It goes without saying that the planet’s plastic problem, the changing climate and air pollution will keep scientists and editors busy next year. If you think about it that way, the New Year can seem a bit depressing. But 2019 could present some neat solutions to the messy problems of the 21st century.
For one, immunotherapy – using the body’s own equipment to tackle illness – has the medical community fizzing with excitement. The hope is that doctors might soon have a single weapon they can hone to tackle the multitudes of cancers seen in their patients.

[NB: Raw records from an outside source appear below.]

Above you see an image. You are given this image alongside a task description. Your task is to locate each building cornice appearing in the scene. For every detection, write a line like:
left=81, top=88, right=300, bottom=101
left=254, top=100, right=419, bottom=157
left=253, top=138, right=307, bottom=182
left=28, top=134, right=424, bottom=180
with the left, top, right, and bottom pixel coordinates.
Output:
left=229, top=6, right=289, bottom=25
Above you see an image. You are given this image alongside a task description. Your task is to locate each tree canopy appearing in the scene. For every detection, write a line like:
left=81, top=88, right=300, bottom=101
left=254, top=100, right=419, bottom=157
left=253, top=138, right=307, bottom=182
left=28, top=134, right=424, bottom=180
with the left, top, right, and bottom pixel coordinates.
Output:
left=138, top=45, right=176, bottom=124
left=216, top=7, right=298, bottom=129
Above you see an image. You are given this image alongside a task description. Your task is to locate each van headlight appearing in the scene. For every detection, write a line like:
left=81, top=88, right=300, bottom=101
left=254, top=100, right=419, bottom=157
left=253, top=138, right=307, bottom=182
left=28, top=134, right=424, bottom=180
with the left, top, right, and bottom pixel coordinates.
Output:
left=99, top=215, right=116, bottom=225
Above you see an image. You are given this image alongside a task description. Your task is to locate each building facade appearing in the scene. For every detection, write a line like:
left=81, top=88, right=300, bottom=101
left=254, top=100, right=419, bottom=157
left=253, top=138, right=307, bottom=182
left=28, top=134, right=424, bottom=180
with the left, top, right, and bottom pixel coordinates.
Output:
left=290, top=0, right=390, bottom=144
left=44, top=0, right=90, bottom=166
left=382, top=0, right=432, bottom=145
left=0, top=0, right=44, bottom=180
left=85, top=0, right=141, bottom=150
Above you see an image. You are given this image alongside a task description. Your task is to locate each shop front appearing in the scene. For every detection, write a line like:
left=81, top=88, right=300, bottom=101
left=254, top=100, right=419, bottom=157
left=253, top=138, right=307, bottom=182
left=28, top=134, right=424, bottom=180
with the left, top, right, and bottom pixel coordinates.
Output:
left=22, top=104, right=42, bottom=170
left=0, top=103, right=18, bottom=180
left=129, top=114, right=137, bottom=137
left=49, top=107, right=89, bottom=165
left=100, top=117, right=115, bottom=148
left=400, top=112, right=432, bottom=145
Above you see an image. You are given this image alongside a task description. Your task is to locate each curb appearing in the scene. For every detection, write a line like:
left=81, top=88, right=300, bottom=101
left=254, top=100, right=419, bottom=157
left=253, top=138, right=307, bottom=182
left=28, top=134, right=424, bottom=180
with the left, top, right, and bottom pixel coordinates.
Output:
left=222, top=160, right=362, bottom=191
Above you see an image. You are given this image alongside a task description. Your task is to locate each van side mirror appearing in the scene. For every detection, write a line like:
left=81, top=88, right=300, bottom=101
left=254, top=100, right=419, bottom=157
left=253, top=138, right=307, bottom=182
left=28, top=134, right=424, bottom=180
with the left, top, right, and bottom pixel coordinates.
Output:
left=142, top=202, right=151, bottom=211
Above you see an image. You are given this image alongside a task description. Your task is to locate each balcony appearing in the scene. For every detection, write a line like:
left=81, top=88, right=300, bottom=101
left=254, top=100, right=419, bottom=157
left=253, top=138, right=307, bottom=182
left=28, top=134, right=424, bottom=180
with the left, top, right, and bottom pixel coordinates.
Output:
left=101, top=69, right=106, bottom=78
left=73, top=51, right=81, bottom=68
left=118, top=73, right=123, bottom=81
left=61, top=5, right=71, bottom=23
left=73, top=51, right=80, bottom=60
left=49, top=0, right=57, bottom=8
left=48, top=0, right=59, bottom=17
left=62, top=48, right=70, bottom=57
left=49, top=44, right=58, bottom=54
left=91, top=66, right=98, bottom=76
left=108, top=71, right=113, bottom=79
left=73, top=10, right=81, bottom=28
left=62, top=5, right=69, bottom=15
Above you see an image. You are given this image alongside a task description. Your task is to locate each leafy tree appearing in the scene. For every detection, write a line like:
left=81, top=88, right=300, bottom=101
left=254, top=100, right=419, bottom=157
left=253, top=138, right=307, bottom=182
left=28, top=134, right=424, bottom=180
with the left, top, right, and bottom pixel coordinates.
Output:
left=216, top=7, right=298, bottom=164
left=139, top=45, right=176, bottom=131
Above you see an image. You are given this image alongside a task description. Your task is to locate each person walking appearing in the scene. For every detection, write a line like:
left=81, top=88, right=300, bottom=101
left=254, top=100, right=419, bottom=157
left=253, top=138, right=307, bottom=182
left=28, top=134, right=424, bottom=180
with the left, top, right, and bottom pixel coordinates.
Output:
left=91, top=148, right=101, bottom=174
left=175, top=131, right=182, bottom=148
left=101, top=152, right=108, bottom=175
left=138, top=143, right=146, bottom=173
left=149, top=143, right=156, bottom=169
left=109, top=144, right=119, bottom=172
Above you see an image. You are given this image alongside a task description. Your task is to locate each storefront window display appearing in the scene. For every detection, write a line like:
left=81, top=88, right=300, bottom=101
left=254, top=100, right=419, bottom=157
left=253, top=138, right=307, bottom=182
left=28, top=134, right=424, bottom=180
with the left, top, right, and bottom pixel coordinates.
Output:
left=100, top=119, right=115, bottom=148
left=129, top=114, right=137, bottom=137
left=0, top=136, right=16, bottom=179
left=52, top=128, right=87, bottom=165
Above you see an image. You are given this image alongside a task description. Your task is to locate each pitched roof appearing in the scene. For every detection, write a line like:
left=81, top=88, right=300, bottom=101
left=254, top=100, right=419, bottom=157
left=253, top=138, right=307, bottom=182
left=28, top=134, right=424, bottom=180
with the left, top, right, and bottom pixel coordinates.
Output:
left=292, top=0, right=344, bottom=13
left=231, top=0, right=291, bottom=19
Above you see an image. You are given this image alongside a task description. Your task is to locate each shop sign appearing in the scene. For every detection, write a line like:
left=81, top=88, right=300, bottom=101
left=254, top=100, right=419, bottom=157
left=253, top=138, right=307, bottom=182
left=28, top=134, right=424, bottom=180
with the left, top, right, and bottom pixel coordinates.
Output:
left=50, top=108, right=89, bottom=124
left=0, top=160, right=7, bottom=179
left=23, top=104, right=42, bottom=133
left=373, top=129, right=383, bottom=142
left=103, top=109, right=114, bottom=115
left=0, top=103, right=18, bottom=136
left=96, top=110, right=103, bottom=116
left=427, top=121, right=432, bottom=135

Neural networks – deep-learning algorithms that can crunch through oceans of data to spot patterns invisible to the human eye – provided no end of breakthroughs in 2018. These number-crunching machines embarrassed chess and Go champions, bettered doctors at patient diagnosis and learned to drive. But I think, next year, we might see how all the requests listened to by the likes of Siri and Alexa have taught their neural networks to speak like us.
On a more profound note, there have been some promising pilot studies this year investigating how deep-learning systems could help doctors diagnose early developmental delays in children with autism. This is such a hard thing to do: to spot whether a behaviour is harmless or the sign of something serious. If an algorithm could help doctors spot the signals earlier, it will be a massive boon to parents and their kids.
Finally, as a greedy person, I’m excited to see how food evolves next year. Personalised nutrition sounds boring, but I’m holding out for a microbiome text that’ll tell me my gut bacteria are exceptionally good at dealing with bacon and eggs.